SEC. 7. ENFORCEMENT.
(a) Attorney General. — The Attorney General may commence a civil action on behalf of the United States against any State and against any government official (including a person described in section 6(b)) that implements or enforces one or more restrictions that violate Section 4 of this Act. The court shall hold unlawful and set aside the limitation or requirement if it is in violation of this Act.
(b) Private Right Of Action. —
(1) IN GENERAL. — Any individual or entity, including any health care provider or patient, adversely affected by an alleged violation of this Act, may commence a civil action against any State and against any government official (including a person described in section 6(b)) that implements or enforces one or more restrictions that violate Section 4 of this Act. The court shall hold unlawful and set aside the limitation or requirement if it is in violation of this Act.
(2) HEALTH CARE PROVIDER. — A health care provider may commence an action for relief on its own behalf, on behalf of the provider’s staff, and on behalf of the provider’s patients who are or may be adversely affected by an alleged violation of this Act.
(c) Equitable Relief. — In any action under this section, the court may award appropriate equitable relief, including temporary, preliminary, or permanent injunctive relief.

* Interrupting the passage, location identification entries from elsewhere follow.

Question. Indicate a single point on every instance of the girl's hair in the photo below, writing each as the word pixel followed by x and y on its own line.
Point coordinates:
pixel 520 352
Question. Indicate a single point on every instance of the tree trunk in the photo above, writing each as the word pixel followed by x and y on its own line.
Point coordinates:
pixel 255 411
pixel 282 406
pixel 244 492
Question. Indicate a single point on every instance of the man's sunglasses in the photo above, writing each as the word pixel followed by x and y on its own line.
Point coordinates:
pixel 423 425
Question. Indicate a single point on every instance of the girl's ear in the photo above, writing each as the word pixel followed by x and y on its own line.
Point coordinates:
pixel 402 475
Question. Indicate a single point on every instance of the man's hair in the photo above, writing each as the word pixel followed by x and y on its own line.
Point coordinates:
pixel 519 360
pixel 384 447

(d) Costs. — In any action under this section, the court shall award costs of litigation, as well as reasonable attorney’s fees, to any prevailing plaintiff. A plaintiff shall not be liable to a defendant for costs or attorney’s fees in any non-frivolous action under this section.
(e) Jurisdiction. — The district courts of the United States shall have jurisdiction over proceedings under this Act and shall exercise the same without regard to whether the party aggrieved shall have exhausted any administrative or other remedies that may be provided for by law.

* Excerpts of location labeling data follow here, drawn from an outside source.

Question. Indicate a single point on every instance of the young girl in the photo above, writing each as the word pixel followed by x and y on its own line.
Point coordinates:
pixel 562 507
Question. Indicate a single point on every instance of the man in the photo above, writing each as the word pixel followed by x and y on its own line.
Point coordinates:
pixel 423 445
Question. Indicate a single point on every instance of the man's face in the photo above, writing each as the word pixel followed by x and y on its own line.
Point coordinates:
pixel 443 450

(f) Abrogation Of State Immunity. —Neither a State that enforces or maintains, nor a government official (including a person described in section 6(b)) who is permitted to implement or enforce one or more restrictions that violate Section 4 of this Act shall be immune under the Tenth Amendment to the Constitution of the United States, the Eleventh Amendment to the Constitution of the United States, or any other source of law, from an action in a Federal or State court of competent jurisdiction challenging such restrictions.
SEC. 8. SEVERABILITY.
If any provision of this Act, or the application of such provision to any person, entity, government, or circumstance, is held to be unconstitutional, the remainder of this Act, or the application of such provision to all other persons, entities, governments, or circumstances, shall not be affected thereby.